What Happened to Authorities, Permissions, and Groups?

SAP Sybase IQ 16.0 introduces a role-based security model. Earlier versions used authorities, permissions, object-level permissions, and groups. The role-based security model uses roles, system privileges, object-level privileges, and user-extended roles.

Note: You can use an SAP Sybase IQ 16.0 or later server with an IQ database from an earlier version (pre-16.0). When you do, full backward compatibility is provided for that database, and its security model is not changed.
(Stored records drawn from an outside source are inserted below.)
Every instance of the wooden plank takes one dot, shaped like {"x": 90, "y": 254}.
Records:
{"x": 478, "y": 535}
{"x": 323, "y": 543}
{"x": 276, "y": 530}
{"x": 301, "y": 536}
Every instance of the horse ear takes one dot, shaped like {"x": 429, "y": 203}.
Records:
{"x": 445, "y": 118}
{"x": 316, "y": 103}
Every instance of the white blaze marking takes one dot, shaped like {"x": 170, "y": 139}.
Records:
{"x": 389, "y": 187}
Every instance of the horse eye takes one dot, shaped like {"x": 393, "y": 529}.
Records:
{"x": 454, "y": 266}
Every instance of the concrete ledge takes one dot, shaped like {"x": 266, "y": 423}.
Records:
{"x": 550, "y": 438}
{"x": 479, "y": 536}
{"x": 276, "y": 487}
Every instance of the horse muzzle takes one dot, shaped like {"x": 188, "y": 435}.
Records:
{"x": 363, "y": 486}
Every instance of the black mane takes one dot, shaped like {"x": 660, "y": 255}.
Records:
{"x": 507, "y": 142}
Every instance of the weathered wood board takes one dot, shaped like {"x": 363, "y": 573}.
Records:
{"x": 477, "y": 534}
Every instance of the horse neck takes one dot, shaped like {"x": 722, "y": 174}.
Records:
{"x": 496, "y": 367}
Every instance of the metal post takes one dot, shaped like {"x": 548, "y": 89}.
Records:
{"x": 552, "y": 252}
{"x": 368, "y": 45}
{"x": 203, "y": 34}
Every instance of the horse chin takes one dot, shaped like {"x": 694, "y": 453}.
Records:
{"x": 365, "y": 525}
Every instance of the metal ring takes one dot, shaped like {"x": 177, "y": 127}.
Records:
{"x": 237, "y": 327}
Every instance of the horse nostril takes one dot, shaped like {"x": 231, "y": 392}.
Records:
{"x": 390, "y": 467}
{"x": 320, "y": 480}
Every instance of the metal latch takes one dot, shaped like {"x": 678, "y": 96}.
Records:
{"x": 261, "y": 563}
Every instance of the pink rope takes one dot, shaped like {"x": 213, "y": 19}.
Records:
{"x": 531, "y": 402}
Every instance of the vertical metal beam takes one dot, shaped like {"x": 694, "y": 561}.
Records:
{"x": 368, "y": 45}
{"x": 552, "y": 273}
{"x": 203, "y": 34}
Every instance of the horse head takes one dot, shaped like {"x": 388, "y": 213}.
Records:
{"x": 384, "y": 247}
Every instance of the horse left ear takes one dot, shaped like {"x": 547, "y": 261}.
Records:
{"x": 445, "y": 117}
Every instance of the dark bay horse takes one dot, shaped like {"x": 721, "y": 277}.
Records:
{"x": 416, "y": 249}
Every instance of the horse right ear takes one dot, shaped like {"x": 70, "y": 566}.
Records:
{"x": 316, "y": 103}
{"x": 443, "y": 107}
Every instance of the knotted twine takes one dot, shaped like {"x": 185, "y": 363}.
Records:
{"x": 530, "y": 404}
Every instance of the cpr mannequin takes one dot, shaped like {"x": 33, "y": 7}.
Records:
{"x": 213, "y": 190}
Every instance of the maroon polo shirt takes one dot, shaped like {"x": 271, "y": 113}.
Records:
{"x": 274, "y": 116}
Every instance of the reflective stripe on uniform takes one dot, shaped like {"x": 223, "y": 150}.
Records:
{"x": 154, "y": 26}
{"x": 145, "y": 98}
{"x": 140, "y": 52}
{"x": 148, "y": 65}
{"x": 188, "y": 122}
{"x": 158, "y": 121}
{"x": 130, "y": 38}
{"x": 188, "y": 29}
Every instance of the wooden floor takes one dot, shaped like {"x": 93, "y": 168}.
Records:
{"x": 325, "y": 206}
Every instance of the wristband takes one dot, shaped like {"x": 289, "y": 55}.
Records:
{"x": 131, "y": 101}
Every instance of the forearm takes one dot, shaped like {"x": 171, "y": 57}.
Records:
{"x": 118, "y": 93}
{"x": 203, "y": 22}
In pre-16.0, authorities are database-level permissions. For example, a user with BACKUP authority can back up the database. Some authorities bundle object-level permissions. For example, a user with PROFILE authority can perform application profiling and database tracing tasks, which involve using system procedures that are not otherwise available for use. You cannot create new authorities, alter the permissions they comprised, or drop them. You can grant administrative rights (WITH GRANT), but cannot limit the grant to administrator rights only.

In 16.0 or later, roles replace authorities, with the added benefit that you can create new roles, alter the system privileges granted, and drop them. Roles and privileges provide a more granular control when granting system privileges to users. You can also grant roles to users with administrative rights only. A user can then grant and revoke the role, but cannot exercise the underlying privileges.

In pre-16.0, permissions allowed you to create, modify, query, use, or delete database objects such as tables, views, and users.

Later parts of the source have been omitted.